AIscEA further utilizes graph alignment to align the cells across measurements. the graph alignment method uses the symmetric k nearest neighbor graph to characterize the low-dimensional manifold.
□ EMOGEA: ERROR MODELLED GENE EXPRESSION ANALYSIS PROVIDES A SUPERIOR OVERVIEW OF TIME COURSE RNA-SEQ MEASUREMENTS AND LOW COUNT GENE EXPRESSION
>> https://www.biorxiv.org/content/10.1101/2022.02.18.481000v1.full.pdf
EMOGEA, a principled framework for analyzing RNA-seq data that incorporates measurement uncertainty in the analysis, while introducing a special formulation for modelling data that are acquired as a function of time or other continuous variable.
EMOGEA yields gene expression profiles that represent groups of genes with similar modulations in their expression during embryogenesis.
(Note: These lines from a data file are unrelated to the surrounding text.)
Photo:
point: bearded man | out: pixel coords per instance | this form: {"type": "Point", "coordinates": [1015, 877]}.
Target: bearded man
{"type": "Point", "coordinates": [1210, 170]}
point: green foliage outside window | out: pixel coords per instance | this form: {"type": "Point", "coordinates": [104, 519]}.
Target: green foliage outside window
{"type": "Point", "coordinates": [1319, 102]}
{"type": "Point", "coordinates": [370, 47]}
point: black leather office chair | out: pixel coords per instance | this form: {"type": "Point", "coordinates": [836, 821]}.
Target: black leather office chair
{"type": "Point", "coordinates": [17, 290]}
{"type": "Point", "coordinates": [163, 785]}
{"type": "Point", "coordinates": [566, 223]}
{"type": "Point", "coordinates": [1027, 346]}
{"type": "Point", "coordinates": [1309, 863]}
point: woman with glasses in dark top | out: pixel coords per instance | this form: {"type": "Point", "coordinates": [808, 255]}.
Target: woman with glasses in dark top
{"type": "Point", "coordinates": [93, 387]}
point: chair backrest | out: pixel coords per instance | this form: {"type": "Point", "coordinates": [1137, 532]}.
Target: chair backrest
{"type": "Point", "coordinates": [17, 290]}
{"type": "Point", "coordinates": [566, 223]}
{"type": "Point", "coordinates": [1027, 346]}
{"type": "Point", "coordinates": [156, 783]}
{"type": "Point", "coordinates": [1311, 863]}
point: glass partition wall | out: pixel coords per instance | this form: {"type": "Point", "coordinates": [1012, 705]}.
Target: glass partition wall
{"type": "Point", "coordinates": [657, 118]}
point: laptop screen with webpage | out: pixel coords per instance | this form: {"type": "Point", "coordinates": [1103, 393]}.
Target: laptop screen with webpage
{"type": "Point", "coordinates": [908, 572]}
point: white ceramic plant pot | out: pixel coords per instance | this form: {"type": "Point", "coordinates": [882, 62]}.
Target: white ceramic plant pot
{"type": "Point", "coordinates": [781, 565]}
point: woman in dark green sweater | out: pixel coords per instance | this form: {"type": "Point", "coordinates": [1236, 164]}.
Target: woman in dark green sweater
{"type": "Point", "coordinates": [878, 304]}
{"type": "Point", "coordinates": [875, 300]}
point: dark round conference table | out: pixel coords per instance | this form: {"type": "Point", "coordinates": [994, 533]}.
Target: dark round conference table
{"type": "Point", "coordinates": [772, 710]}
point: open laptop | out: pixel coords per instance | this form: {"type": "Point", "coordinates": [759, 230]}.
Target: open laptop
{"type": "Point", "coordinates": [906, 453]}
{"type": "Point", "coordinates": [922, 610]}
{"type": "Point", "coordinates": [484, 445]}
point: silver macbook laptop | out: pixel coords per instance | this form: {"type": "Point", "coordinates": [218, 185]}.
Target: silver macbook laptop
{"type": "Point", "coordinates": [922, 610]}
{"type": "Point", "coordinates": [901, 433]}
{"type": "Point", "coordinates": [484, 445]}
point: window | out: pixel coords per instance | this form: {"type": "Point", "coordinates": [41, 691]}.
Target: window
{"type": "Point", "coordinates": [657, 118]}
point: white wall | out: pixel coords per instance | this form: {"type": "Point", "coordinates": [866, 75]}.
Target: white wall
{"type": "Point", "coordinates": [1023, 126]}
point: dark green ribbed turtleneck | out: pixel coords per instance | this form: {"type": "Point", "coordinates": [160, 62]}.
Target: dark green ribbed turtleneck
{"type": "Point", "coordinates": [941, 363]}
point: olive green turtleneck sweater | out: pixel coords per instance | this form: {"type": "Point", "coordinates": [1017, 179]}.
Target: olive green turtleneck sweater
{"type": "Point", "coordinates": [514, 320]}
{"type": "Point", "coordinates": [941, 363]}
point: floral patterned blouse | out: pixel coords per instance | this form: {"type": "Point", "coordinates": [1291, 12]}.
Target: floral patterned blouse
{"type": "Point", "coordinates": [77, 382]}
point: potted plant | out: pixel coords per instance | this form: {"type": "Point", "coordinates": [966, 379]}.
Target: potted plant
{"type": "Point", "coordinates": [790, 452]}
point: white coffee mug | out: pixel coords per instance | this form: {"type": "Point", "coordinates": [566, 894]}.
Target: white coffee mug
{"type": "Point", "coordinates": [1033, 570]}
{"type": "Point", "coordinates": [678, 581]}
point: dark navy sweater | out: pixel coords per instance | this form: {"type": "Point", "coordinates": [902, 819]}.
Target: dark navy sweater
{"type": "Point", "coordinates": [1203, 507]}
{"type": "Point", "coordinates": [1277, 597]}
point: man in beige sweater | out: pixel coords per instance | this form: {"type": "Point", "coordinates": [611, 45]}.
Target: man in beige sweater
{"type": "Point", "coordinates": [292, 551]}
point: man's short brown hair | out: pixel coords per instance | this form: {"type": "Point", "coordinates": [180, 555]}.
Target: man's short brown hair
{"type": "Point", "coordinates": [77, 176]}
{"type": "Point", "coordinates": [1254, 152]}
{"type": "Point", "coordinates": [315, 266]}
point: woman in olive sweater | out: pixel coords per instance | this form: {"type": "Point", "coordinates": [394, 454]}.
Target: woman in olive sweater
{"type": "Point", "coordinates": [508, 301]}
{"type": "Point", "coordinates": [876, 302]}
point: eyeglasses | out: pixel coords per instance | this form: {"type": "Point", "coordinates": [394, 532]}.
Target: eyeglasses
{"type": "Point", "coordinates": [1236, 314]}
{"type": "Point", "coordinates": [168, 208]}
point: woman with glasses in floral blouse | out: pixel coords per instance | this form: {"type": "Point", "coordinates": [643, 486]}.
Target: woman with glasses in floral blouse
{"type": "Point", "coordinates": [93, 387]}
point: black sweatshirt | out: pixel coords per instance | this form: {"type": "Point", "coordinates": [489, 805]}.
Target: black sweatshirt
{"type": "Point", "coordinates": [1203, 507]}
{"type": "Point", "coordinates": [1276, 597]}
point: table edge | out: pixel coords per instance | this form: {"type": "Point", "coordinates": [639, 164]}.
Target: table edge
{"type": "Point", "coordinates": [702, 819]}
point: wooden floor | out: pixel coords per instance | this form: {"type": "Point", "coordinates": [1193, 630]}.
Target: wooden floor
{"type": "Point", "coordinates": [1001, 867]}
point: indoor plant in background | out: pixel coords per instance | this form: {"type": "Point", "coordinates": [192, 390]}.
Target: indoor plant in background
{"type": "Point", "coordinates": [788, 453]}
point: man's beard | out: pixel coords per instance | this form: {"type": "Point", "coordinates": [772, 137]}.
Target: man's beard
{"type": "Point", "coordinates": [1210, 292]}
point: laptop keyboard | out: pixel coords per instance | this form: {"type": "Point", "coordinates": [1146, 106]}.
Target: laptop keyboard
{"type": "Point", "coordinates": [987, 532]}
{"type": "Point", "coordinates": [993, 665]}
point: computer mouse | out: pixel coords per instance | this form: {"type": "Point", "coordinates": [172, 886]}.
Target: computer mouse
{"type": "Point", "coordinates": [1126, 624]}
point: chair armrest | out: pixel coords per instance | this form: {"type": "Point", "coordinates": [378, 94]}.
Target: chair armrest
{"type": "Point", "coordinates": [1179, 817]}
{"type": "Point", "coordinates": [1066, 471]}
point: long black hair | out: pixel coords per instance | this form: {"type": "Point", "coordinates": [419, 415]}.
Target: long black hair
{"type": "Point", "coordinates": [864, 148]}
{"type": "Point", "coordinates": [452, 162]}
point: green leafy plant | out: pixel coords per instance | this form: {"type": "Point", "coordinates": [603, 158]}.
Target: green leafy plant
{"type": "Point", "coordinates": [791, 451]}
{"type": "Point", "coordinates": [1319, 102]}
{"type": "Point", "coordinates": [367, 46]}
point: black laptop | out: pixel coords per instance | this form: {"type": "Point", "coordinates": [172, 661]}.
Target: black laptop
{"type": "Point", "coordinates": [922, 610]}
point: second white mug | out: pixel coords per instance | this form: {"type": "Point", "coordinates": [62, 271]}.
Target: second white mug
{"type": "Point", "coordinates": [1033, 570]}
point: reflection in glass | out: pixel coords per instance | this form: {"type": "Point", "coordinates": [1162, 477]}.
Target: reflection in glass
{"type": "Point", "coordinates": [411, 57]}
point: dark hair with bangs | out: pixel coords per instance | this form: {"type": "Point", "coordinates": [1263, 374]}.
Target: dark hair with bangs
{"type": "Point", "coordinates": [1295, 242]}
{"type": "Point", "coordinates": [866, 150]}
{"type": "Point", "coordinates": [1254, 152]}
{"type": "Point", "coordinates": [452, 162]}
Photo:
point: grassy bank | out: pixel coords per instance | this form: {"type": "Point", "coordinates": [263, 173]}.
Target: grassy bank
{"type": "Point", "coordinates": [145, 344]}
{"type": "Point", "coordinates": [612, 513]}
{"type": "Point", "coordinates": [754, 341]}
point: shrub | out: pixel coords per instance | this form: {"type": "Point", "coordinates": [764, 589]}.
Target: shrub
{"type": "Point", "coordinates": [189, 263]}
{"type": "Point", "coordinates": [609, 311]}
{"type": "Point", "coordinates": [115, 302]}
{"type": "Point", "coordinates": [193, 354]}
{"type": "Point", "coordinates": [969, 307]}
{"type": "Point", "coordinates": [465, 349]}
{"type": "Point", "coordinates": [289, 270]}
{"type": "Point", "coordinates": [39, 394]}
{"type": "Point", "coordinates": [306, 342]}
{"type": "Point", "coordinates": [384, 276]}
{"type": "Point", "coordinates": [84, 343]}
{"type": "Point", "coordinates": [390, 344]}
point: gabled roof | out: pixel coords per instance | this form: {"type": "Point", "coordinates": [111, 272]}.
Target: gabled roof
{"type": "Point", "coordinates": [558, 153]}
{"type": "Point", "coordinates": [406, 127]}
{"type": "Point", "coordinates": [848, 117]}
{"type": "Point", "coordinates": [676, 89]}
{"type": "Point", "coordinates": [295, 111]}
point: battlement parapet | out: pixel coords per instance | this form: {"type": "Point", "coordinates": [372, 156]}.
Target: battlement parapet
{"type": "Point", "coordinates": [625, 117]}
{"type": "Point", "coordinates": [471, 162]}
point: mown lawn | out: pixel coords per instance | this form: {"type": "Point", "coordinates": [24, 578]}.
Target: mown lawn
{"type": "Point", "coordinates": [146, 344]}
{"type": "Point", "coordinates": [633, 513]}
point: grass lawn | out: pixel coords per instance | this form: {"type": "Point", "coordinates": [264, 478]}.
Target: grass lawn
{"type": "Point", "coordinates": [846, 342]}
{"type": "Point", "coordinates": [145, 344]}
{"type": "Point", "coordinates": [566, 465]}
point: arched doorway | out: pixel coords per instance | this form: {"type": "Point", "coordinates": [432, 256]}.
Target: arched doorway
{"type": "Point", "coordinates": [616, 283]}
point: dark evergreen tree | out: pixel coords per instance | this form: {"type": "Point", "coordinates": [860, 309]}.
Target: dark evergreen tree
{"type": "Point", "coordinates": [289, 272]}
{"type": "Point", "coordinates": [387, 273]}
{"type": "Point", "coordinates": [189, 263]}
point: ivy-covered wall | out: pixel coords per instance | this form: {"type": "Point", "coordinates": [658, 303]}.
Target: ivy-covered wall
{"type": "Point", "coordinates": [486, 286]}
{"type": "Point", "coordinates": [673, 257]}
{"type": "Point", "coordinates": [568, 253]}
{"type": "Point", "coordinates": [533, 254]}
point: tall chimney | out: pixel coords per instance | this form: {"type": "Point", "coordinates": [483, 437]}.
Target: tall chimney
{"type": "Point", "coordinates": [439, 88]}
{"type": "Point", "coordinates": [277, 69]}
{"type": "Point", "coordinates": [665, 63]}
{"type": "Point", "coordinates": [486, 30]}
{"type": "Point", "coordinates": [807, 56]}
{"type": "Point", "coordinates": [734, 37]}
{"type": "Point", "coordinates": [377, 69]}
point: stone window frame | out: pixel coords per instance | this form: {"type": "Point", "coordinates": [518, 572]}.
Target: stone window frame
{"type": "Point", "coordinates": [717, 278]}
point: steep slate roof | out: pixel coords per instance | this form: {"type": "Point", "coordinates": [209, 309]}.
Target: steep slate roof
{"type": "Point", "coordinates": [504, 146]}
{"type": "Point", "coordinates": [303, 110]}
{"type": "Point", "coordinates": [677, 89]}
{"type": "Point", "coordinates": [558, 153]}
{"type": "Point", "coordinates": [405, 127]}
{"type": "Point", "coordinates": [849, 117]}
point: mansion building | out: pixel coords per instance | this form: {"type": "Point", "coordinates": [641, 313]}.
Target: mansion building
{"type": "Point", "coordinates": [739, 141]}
EMOGEA profiles highlight with clarity how the expression of different genes is modulated over time with a tractable biological interpretation.
□ scAnnotate: an automated cell type annotation tool for single-cell RNA-sequencing data
>> https://www.biorxiv.org/content/10.1101/2022.02.19.481159v1.full.pdf
scAnnotate uses a marginal mixture model to describe both the dropout proportion and the non-dropout expression level distribution of a gene.
A marginal model based ensemble learning approach is developed to avoid having to specify and estimate a high-dimensional joint distribution for all genes.
To address the curse of high dimensionality, they use every gene to make a classifier and consider it as a ‘weak’ learner, and then use a combiner function to ensemble ‘weak’ learners built from all genes into a single ‘strong’ learner for making the final decision.